Freddy is suddenly thrust into a tough situation when The Leper sends some questionable contacts to pressure Freddie into cooperating. When he sees these men following him while he has his grandmother out, he flags down Mapes, (Mrs. Maple), an older woman he has met at the memory care facility, and begs for a ride.

Things go from bad to worse when there is a death at the memory care center and it turns out to be murder. Who murders someone who is institutionalized with dementia? What possible harm could they do? Is this the way The Leper and his friends are going to pressure Freddy into doing what they want? Is his grandmother at risk of being the next victim? How can he tell the good guys from the bad? Who among the staff can he trust? What about the woman who owns the store where he sells some of his glass work? Is she just a hippie store owner or is she connected to The Leper as well?

The Grandmother Plot is filled with long looks into dementia and its treatment as Freddy goes in and out of the facility, interacting with staff and residents. It includes an unlikely friendship with Mapes whose Aunt Polly is a resident. Mapes has her own guilt dating back to when she put her mother in a memory care facility and left without visiting the last two years of her mother’s life. Now she is riddled with guilt, reminding herself there is no going back and correcting poor decisions of the past.

Mapes’ biggest obsession is a room filled with “retired” musical instruments, pianos, small pipe organs, and smashed or dented brass instruments. When this obsession results in her encountering a pompous scholar and then a possibly valuable manuscript she decides to investigate on her own. Circumstances occur and when the scholar returns Mapes must ask herself has she judged him too harshly?

This book also serves as a constant reminder that people are seldom “all bad” or “all good,” and that sometimes the goodness at their core cannot be seen because of the fog created by their surface behavior. On the one hand it is difficult to like Freddy as he seems to drift through life on everyone else’s efforts. However, can you really detest someone who shows such love and care for someone who can no longer return that love? How do you categorize an individual who thinks they are choosing to do the right thing, even when their definition of right and wrong is different from yours?

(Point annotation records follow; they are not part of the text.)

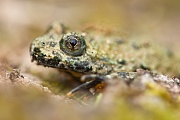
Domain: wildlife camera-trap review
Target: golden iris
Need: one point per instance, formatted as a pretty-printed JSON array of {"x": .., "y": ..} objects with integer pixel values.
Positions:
[{"x": 73, "y": 44}]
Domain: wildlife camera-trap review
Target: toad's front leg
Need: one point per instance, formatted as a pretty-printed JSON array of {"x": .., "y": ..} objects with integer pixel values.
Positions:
[{"x": 94, "y": 83}]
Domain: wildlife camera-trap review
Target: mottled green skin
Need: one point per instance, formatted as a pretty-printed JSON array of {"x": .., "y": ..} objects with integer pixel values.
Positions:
[{"x": 105, "y": 53}]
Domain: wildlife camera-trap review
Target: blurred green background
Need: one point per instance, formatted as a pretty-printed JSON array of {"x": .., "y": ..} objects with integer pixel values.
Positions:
[{"x": 23, "y": 20}]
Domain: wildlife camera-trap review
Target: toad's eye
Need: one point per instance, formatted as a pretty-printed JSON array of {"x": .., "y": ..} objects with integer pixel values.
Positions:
[{"x": 73, "y": 44}]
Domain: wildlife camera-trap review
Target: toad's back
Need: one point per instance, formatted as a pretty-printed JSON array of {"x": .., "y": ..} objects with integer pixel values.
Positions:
[{"x": 95, "y": 52}]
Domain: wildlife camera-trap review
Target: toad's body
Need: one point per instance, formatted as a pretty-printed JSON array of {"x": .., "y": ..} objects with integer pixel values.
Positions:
[{"x": 94, "y": 52}]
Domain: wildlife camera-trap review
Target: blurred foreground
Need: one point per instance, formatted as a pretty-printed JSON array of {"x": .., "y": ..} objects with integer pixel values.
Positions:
[{"x": 23, "y": 96}]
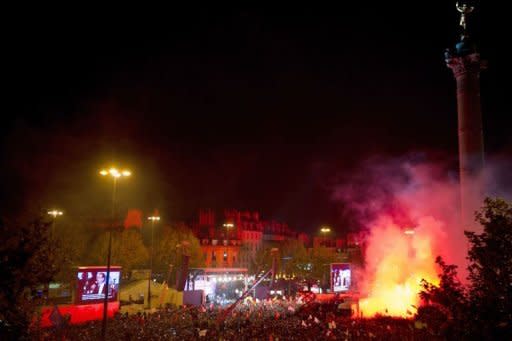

More than a well-plotted mystery, which this is, this is a book that will make the reader think. It will likely cause the reader to mull over issues long after they’ve finished the book. What those issues are, how the characters are finally judged, will probably differ depending on the reader’s own experiences. One strong recommendation, read the entire book, through to the very end. The final encounters are as thought provoking as the story itself.

My thanks to Poisoned Pen Press for an advanced copy for review. The opinions expressed here are entirely my own.